Case Reports

FDA Black Box, VA Red Ink? A Successful Service-Connected Disability Claim for Chronic Neuropsychiatric Adverse Effects From Mefloquine

Author and Disclosure Information

 

References

Drug of Last Resort

By late 2013, partially on the basis of the boxed warning, the U.S. military declared mefloquine a “drug of last resort.”7,27 The U.S. Army Special Operations Command (USASOC) took the further step of prohibiting use of mefloquine altogether and, according to news reports, directed that medical and command staff assess whether certain personnel experiencing AEs from the drug may mistakenly have been thought to be malingering, have PTSD, or have other psychological problems.28

As the boxed warning and the USASOC order suggest, veterans exposed to mefloquine may have incurred a broad range of neurologic or psychiatric disorders or had others aggravated during military service as a result of their use of the drug. The effects of mefloquine may have confounded the diagnosis of neurologic or psychiatric disorders related to military service.26,29 As these AEs may be a direct result of mefloquine prescribed during military service, those with disabling diagnoses consistent with these effects may be entitled to claim disability compensation through the VA.

Of potential significant relevance to this adjudication process is a memorandum written in early 2012, in which the military conceded:

Some deploying Service members have been provided mefloquine for malaria prophylaxis without appropriate documentation in their medical records and without proper screening for contraindications. In addition, not all individuals have been provided the required mefloquine medication guide and wallet information card, as required by the Food and Drug Administration. 24

Veterans claiming a service-connected disability as a result of their use of mefloquine should therefore not always be expected to have documentation of prescribing in their military medical records. Although the VA could consider denying such claims for absence of proof of a nexus to military service, in light of this memorandum, the VA may need to consider other evidence of plausible exposure, including veteran testimony and deployment history.

It is also conceivable that the VA could consider denying such claims by arguing that the veteran directly contributed to the disability through willful misconduct by not adhering to mefloquine label guidance. However, as this memorandum establishes that mefloquine use was frequently directed without communication of the drug label precautions and warnings, the VA should consider that veterans claiming a service-connected disability frequently will not have known or otherwise been unable to discontinue the medication at the onset of prodromal symptoms.
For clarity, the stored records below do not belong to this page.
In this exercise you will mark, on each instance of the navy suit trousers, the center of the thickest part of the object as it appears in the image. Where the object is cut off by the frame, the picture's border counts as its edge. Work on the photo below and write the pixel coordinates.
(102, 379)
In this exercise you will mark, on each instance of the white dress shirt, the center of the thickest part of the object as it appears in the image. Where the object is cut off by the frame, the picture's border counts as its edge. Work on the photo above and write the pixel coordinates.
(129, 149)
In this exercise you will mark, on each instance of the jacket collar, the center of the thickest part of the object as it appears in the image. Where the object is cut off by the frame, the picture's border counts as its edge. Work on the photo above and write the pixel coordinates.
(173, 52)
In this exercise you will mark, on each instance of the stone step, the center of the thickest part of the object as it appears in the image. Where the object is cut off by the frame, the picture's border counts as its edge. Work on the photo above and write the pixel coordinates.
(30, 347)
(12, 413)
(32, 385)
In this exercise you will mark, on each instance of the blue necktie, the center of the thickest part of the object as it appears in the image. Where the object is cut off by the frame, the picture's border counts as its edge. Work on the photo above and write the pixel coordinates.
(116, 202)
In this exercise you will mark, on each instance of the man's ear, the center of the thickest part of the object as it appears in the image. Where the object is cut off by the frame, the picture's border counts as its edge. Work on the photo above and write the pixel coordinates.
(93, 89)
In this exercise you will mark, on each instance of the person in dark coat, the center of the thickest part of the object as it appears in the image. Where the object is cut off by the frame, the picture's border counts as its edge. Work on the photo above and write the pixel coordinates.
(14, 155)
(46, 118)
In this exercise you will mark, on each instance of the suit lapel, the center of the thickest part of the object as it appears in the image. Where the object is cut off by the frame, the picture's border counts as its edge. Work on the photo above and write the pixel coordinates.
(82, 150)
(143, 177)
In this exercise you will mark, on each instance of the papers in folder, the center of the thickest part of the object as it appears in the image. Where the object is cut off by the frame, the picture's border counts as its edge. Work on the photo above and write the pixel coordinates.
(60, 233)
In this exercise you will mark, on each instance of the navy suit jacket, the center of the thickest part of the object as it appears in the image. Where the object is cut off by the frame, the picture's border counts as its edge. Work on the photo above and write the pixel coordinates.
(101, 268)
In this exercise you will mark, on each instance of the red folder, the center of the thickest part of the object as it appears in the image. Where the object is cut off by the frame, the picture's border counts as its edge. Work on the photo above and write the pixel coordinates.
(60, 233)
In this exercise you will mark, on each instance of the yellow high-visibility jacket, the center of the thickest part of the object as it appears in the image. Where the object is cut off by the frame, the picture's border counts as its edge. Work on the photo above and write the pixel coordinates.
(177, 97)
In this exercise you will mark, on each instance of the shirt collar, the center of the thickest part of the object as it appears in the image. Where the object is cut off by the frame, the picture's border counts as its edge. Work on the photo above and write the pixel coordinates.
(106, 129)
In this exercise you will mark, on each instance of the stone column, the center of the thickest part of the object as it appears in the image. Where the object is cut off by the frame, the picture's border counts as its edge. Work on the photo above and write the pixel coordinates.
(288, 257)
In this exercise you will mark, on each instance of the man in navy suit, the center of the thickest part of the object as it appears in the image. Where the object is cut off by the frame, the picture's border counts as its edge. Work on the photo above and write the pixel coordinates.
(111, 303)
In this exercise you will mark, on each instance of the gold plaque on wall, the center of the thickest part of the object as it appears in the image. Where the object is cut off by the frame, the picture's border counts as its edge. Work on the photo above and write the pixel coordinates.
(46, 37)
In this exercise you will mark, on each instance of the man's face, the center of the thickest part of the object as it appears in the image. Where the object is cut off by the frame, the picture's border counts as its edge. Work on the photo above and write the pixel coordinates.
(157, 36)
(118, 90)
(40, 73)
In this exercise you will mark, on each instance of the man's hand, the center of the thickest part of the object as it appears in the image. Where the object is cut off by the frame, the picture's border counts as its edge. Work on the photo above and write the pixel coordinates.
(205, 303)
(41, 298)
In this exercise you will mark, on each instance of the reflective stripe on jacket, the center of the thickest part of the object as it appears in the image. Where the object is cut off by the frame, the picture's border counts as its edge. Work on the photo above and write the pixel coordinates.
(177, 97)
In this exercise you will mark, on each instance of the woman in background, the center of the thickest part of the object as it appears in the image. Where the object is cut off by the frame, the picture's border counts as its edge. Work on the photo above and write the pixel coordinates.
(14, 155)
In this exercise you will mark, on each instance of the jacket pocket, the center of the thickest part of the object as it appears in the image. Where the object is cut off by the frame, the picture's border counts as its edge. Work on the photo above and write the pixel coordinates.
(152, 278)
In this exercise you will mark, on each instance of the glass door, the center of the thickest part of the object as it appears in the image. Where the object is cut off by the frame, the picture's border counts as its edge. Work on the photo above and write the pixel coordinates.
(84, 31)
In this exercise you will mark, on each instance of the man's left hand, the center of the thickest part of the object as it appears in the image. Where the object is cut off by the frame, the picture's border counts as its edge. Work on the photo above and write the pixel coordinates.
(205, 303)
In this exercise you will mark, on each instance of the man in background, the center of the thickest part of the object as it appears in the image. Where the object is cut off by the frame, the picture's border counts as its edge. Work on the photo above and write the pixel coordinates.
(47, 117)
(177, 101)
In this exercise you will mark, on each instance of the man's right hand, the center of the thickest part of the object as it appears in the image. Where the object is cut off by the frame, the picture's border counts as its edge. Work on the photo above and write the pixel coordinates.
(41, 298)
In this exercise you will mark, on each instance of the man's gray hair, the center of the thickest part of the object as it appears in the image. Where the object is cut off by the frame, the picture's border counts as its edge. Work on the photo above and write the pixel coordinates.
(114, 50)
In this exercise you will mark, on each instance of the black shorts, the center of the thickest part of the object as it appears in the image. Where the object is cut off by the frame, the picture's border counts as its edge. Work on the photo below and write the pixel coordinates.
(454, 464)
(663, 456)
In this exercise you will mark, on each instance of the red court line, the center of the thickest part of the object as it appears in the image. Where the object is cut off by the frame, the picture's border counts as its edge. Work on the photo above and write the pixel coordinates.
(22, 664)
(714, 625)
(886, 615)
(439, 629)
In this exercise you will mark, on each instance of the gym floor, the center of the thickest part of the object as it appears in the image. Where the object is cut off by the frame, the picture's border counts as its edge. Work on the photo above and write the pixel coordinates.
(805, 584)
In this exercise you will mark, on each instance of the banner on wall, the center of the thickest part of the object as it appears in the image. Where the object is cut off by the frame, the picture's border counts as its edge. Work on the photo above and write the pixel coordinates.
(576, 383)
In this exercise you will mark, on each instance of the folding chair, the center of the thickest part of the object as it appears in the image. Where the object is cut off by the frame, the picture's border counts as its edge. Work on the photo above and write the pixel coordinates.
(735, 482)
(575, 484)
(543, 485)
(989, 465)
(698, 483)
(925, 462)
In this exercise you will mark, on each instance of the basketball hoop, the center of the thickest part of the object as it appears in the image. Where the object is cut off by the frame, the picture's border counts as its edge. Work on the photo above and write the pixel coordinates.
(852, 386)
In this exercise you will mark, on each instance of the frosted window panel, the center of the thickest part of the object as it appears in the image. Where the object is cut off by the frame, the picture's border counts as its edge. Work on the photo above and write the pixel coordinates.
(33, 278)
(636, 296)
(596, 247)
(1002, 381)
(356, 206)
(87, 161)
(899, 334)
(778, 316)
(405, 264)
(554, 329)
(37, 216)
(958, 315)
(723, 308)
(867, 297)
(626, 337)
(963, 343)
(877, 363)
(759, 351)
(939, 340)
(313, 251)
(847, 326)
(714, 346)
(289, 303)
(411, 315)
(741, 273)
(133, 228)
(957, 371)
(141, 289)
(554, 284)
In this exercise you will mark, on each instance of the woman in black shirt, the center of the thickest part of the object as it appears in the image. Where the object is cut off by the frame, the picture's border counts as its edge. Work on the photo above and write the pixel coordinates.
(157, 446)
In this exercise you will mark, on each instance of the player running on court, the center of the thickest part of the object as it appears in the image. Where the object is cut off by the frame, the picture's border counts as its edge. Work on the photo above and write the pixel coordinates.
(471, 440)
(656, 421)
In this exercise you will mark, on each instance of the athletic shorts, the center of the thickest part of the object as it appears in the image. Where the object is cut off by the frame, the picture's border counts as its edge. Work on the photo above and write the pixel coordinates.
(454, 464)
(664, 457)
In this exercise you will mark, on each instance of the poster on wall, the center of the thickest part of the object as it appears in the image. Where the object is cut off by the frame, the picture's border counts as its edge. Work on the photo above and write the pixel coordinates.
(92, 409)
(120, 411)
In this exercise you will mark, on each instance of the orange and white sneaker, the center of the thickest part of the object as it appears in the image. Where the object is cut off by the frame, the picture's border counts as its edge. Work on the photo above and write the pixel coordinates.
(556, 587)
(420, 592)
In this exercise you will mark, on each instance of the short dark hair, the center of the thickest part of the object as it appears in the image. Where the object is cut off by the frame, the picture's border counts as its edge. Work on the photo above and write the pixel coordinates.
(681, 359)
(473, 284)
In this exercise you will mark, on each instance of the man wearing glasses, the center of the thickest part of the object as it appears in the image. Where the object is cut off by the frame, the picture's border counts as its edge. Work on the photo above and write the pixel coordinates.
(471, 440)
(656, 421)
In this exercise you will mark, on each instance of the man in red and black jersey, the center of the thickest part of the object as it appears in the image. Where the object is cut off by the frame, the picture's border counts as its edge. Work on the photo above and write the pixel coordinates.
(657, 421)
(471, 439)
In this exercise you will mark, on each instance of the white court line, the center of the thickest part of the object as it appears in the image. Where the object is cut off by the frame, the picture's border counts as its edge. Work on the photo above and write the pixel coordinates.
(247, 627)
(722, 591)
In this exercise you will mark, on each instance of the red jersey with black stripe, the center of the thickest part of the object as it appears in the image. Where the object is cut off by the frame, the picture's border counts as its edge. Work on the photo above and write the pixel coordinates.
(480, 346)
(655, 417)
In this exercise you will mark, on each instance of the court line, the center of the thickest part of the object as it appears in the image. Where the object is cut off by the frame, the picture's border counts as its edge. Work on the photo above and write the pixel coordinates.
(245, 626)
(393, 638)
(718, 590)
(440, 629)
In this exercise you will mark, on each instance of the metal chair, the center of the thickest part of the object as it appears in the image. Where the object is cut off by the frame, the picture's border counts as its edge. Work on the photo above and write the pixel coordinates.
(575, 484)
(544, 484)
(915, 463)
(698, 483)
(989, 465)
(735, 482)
It is also possible that the VA might deny claims on the basis that the claimed disabilities reflect preexisting conditions. However, as the memorandum establishes, use of mefloquine also was occasionally inappropriately directed to those with documented contraindications to the medication, who would have increased risk of AEs. As a result, veterans with preexisting neurologic or psychiatric conditions or disorders who nonetheless were prescribed mefloquine may reasonably claim these were aggravated during military service.

Conclusion

As this case suggests, in the coming years, as awareness of the chronic AEs of mefloquine increases among the veteran population, claims related to prior use of the drug are likely to increase and become of significant interest to the VA. Veterans with plausible exposure to mefloquine with neuropsychiatric disabilities who have yet to file a claim may be able to do so, and those veterans whose claims for service-connection were unfavorably adjudicated may be able to reopen their claims on the basis of the new material evidence in the 2012 military memorandum and the 2013 boxed warning.

This case report also suggests that service-connected disability claims arising from chronic neuropsychiatric AEs from mefloquine may prove to be of significant financial consequence. Further research to better define both the extent of prior mefloquine use among U.S. military personnel and the nature and prevalence of those chronic neurologic and psychiatric disorders caused by the drug would be helpful in informing improvements in the efficient and fair adjudication of such service-connected disability claims.